One or more transitions containing at least Li (lithium), La (lanthanum) and O (oxygen) and selected from the group consisting of Co (cobalt), Ni (nickel), Mn (manganese) and Fe (iron). Contains more metallic elements
The following general formula (I):

(In formula (I), A is one or more selected from the group consisting of Li (lithium), Ga (gallium), Al (aluminum), Mg (magnesium), Zn (zinc) and Sc (scandium). It is an element and contains at least Li (lithium);
B is one or more elements selected from the group consisting of La (lanthanum), Ca (calcium), Sr (strontium), Ba (barium), and lanthanoid elements, including at least La (lanthanum);
D is one or more elements selected from the group consisting of transition elements capable of coordinating with oxygen and typical elements belonging to groups 12-15;
α satisfies 5.0 ≤ α ≤ 8.0;
β satisfies 2.5 ≦ β ≦ 3.5;
γ satisfies 1.5 ≦ γ ≦ 2.5;
ω satisfies 11 ≤ ω ≤ 13)
Has a chemical composition represented by
When the content of B is 100 mol%, the content of Li is X (mol%), and the total content of one or more kinds of transition metal elements is Y (mol%), the following relationship is obtained.

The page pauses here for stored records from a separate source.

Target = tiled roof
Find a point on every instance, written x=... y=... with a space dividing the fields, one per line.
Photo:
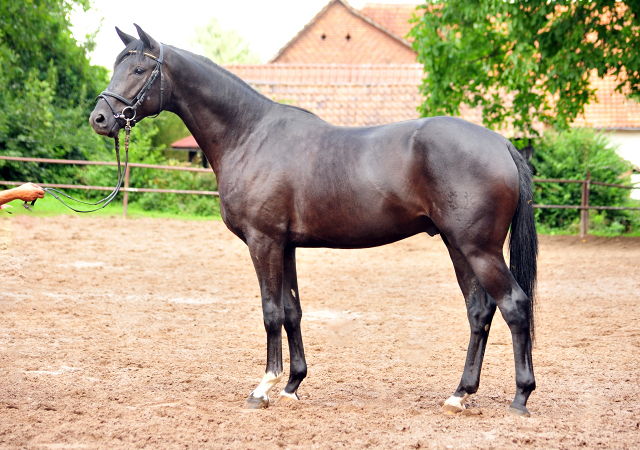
x=339 y=34
x=362 y=95
x=612 y=111
x=186 y=143
x=392 y=17
x=346 y=95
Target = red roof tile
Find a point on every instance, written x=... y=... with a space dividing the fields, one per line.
x=612 y=111
x=339 y=34
x=362 y=95
x=187 y=143
x=392 y=17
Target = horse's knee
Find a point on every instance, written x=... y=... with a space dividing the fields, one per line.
x=292 y=317
x=273 y=318
x=480 y=311
x=515 y=311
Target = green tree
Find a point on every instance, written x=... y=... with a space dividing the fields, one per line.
x=570 y=155
x=47 y=87
x=224 y=46
x=537 y=53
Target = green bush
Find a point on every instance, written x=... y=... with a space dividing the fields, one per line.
x=142 y=151
x=570 y=155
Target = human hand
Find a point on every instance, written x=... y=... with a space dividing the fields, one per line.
x=29 y=192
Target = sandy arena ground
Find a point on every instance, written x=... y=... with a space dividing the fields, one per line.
x=148 y=334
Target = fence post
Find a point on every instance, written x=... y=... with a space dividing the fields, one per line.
x=584 y=212
x=125 y=200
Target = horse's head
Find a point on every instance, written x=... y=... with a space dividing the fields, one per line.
x=136 y=88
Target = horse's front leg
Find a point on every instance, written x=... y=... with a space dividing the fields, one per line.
x=267 y=257
x=480 y=310
x=293 y=316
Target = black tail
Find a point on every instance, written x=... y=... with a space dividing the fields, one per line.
x=523 y=241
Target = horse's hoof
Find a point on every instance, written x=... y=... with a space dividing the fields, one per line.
x=452 y=409
x=519 y=411
x=454 y=405
x=287 y=399
x=256 y=403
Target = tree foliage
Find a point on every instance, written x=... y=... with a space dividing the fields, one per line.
x=47 y=87
x=224 y=46
x=536 y=53
x=571 y=155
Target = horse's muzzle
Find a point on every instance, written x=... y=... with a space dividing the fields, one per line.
x=103 y=122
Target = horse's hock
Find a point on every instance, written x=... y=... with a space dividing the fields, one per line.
x=107 y=342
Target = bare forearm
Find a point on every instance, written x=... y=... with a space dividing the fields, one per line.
x=27 y=192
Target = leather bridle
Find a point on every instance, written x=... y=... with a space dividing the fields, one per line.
x=128 y=114
x=140 y=96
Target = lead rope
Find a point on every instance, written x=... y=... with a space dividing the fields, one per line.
x=109 y=198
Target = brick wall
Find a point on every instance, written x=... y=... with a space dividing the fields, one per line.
x=338 y=36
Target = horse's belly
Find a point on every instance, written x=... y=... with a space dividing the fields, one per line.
x=360 y=232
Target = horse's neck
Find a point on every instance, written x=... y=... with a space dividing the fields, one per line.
x=219 y=109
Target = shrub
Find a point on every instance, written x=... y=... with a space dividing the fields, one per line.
x=570 y=155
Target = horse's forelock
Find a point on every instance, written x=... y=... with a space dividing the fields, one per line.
x=137 y=46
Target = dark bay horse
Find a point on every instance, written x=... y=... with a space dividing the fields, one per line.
x=288 y=179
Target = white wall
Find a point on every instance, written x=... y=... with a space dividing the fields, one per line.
x=628 y=142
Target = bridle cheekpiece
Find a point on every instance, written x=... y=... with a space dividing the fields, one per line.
x=128 y=113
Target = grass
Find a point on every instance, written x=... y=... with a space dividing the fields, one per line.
x=49 y=206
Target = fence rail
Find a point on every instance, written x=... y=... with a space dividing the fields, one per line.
x=584 y=204
x=126 y=188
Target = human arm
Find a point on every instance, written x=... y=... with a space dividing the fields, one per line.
x=28 y=192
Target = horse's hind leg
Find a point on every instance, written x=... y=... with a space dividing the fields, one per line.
x=292 y=317
x=494 y=275
x=480 y=311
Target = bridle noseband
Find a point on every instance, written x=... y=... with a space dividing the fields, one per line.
x=129 y=122
x=140 y=96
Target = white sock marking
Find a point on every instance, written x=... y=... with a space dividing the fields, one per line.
x=457 y=402
x=268 y=382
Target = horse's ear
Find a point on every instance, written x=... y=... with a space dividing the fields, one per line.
x=126 y=38
x=149 y=42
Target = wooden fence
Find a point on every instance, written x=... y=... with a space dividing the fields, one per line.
x=584 y=205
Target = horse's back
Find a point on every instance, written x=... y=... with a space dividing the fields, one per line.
x=472 y=180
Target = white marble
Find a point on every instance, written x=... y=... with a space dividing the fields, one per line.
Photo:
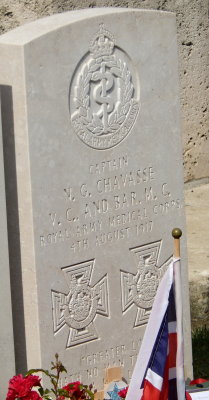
x=7 y=359
x=99 y=181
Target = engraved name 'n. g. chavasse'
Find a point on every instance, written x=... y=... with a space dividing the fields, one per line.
x=115 y=202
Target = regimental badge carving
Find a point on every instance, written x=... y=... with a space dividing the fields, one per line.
x=78 y=308
x=104 y=93
x=139 y=289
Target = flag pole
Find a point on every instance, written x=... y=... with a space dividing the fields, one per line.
x=176 y=233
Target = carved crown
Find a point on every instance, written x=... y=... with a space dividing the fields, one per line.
x=102 y=43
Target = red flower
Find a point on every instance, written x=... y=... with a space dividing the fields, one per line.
x=20 y=386
x=73 y=388
x=123 y=393
x=32 y=395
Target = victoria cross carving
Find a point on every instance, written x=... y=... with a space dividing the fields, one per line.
x=103 y=93
x=139 y=289
x=78 y=307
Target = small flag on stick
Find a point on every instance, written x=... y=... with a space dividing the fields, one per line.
x=159 y=369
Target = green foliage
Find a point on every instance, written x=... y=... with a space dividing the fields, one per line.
x=200 y=346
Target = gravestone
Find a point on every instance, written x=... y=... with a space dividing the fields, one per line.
x=7 y=361
x=99 y=181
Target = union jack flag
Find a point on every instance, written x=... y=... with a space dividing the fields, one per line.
x=159 y=373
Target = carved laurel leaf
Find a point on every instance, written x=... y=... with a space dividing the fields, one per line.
x=114 y=126
x=96 y=76
x=86 y=102
x=94 y=67
x=83 y=111
x=121 y=119
x=116 y=71
x=97 y=121
x=112 y=118
x=98 y=129
x=111 y=64
x=126 y=108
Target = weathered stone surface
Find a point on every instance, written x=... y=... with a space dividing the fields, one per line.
x=197 y=213
x=7 y=361
x=192 y=30
x=99 y=181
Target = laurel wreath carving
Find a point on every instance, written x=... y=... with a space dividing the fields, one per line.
x=90 y=73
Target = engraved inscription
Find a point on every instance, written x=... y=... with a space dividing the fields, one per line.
x=79 y=307
x=140 y=288
x=103 y=94
x=116 y=203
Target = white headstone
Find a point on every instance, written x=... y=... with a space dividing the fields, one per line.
x=99 y=180
x=7 y=359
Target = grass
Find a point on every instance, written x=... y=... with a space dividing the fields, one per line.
x=200 y=348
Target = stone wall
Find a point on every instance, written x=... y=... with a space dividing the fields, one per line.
x=192 y=26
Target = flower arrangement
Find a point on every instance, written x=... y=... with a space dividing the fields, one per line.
x=22 y=387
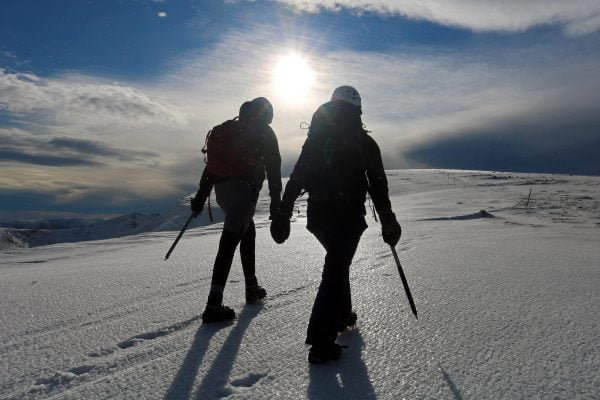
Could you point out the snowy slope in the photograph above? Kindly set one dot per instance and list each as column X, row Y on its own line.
column 41, row 233
column 507, row 299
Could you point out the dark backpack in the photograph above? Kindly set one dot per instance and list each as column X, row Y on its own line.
column 334, row 154
column 231, row 149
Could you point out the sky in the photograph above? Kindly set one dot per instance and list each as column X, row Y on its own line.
column 104, row 105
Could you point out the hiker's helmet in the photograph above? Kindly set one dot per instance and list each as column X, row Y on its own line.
column 259, row 111
column 347, row 94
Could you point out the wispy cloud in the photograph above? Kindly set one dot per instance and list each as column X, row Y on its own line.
column 578, row 17
column 89, row 101
column 144, row 139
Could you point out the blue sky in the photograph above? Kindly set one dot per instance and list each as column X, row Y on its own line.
column 104, row 105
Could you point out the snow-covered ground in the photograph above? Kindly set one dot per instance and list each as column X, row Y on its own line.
column 508, row 303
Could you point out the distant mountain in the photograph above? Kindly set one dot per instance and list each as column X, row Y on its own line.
column 32, row 233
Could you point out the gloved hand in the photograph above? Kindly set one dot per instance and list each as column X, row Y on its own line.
column 280, row 228
column 274, row 206
column 390, row 228
column 197, row 204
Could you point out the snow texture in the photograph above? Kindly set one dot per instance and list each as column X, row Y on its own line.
column 508, row 306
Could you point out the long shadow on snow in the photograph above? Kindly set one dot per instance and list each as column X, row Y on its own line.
column 215, row 381
column 453, row 388
column 182, row 384
column 347, row 378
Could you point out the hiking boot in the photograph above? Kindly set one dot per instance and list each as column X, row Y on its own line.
column 347, row 323
column 217, row 313
column 255, row 293
column 319, row 354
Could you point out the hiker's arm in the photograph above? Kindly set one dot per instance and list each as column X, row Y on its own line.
column 378, row 188
column 295, row 184
column 272, row 160
column 207, row 181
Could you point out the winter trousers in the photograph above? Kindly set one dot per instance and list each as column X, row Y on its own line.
column 237, row 199
column 333, row 302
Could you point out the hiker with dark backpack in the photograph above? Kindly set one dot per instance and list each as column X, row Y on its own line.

Solid electrolyte ceramics having a garnet-type crystal structure satisfying any one of the relational expressions (1) to (3):
(1) 0.01 ≦ Y ≦ 4.00 in the range of 221 ≦ X <227;
(2) 0.01 ≦ Y ≦ 6.00 in the range of 227 ≦ X <237;
(3) 0.01 ≦ Y ≦ 8.00 in the range of 237 ≦ X ≦ 250.
The solid electrolyte ceramic according to claim 1, wherein the solid electrolyte ceramic contains Bi (bismuth).
The solid electrolyte ceramic according to claim 1 or 2, wherein the solid electrolyte ceramic satisfies the relational expression (1) or (2).
The solid electrolyte ceramic according to any one of claims 1 to 3, wherein the solid electrolyte ceramic satisfies the relational expression (1).
The solid electrolyte ceramics according to any one of claims 1 to 4, wherein the one or more kinds of transition metal elements contain Co.
A solid-state battery containing the solid electrolyte ceramics according to any one of claims 1 to 5.
The solid-state battery includes a positive electrode layer, a negative electrode layer, and a solid electrolyte layer laminated between the positive electrode layer and the negative electrode layer.
The solid-state battery according to claim 6, wherein the positive electrode layer and the negative electrode layer are layers capable of storing and releasing lithium ions.
The solid-state battery according to claim 7, wherein the solid electrolyte layer integrally sinters the sintered bodies with the positive electrode layer and the negative electrode layer.
The solid-state battery according to any one of claims 6 to 8, wherein the solid electrolyte ceramics are contained in the solid electrolyte layer of the solid battery.